More commonly available from many sources is the crystalline or polycrystalline type of solar cell. These types put out a lot of current in sunshine, but are specifically intended for life in the sun. Some do modestly well in lower light, but most are pretty dismal in a room lit by flourescents.
Step 5: External Connections
Solid 24 gage wire plugs into the sockets nice and secure, but usually externals are connected via flexible stranded hookup wire. The same sockets can be soldered to the ends of these wires to serve as little "plugs" that fit into the sockets on board beautifully.
Board sockets can also be provided into which the storage capacitor can be plugged. It can mount directly into the sockets, or be remotely located and connected via wire leads plugged to the board. This makes it possible to easily change and try different capacitors until the best one is found for the application and its average lighting conditions. After the best value of C1 is found, it still can be permanently soldered in place, but rarely has this been found necessary if good quality sockets are used.
Step 6: Applications
A 1 Farad super capacitor gives the car about 10 seconds of run time each cycle, which takes it almost completely around a 3 foot diameter circle. It takes a while to charge up on cloudy days or when the car happens to stop in a dark spot. Anywhere from 5 to 15 minutes is usual during the day in our living room. If it finds direct sunlight coming in a window, it recharges in about two minutes. It travels around in a corner of the room and has logged many revolutions since being built in 2004.

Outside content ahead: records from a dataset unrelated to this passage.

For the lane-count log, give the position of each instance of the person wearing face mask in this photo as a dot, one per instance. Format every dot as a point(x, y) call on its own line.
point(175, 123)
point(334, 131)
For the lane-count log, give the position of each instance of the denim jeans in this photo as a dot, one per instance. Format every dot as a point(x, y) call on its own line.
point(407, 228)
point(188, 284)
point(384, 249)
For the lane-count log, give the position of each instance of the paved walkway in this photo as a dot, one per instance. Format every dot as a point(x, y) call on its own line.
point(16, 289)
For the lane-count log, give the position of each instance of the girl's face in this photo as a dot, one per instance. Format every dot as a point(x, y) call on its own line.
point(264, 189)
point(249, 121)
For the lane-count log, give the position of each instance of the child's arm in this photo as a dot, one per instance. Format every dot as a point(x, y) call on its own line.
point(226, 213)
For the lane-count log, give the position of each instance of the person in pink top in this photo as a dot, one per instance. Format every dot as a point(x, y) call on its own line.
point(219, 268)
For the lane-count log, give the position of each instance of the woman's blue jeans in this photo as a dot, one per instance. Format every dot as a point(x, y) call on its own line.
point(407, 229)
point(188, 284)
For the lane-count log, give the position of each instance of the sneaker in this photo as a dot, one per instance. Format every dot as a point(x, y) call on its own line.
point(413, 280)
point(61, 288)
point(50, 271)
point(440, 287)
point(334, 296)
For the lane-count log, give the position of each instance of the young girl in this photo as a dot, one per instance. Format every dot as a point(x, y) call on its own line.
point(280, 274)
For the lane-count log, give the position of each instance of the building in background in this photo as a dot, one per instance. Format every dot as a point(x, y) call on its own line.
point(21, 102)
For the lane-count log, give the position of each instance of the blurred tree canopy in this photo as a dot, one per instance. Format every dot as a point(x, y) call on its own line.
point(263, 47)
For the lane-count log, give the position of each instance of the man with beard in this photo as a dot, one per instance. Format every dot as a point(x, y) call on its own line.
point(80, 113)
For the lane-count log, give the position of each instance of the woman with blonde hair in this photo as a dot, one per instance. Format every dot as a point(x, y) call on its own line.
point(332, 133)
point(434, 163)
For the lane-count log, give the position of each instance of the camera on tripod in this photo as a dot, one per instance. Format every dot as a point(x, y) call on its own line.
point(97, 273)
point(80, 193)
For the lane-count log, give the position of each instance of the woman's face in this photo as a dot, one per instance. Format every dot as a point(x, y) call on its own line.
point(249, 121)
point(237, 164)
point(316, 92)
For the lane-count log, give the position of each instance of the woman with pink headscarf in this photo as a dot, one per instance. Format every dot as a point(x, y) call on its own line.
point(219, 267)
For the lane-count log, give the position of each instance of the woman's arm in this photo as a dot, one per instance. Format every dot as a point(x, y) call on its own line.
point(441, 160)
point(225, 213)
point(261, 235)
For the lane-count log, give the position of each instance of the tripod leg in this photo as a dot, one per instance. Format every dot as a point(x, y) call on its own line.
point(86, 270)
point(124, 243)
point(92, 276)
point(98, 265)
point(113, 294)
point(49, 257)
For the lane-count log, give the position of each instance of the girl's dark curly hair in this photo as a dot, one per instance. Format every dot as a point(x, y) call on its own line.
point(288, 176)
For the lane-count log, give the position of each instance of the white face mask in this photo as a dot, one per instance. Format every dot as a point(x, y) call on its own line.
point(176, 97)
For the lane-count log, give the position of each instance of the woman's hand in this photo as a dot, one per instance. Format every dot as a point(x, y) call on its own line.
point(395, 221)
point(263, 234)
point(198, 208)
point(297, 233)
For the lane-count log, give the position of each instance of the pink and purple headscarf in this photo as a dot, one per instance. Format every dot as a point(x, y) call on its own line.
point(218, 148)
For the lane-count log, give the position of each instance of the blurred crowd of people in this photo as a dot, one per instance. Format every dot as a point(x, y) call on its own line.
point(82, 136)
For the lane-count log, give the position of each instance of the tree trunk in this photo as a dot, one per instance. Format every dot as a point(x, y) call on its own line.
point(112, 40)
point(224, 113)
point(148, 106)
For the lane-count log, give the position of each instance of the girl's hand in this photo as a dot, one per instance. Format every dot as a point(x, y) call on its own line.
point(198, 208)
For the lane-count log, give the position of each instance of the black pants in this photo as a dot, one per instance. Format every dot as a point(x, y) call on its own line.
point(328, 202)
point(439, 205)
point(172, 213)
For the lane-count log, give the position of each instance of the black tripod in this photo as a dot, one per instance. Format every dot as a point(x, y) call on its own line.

Another amusing application of the Easter engine is "Walker", a robot-like creature that waddles along by means of two arms, or rather, legs. He uses the same motor and gear train setup as the Jeepster with the same 76:1 ratio. One of his legs is purposely shorter than the other so that he walks in a circle. Walker also carries a blinking LED so we know where he is on the floor after dark.
An simple use for a solar engine is as a flag waver or spinner. The one shown in the 5th photo below can sit on a desk or shelf and every now and then it will suddenly, and rather wildly, spin a little ball around on a string thereby attracting attention to itself. Some embodiments of these simple spinners had a jingle bell on the string. Others had a stationary bell mounted nearby so that it would get smacked by the flailing ball - but that tends to become annoying after a few sunny days!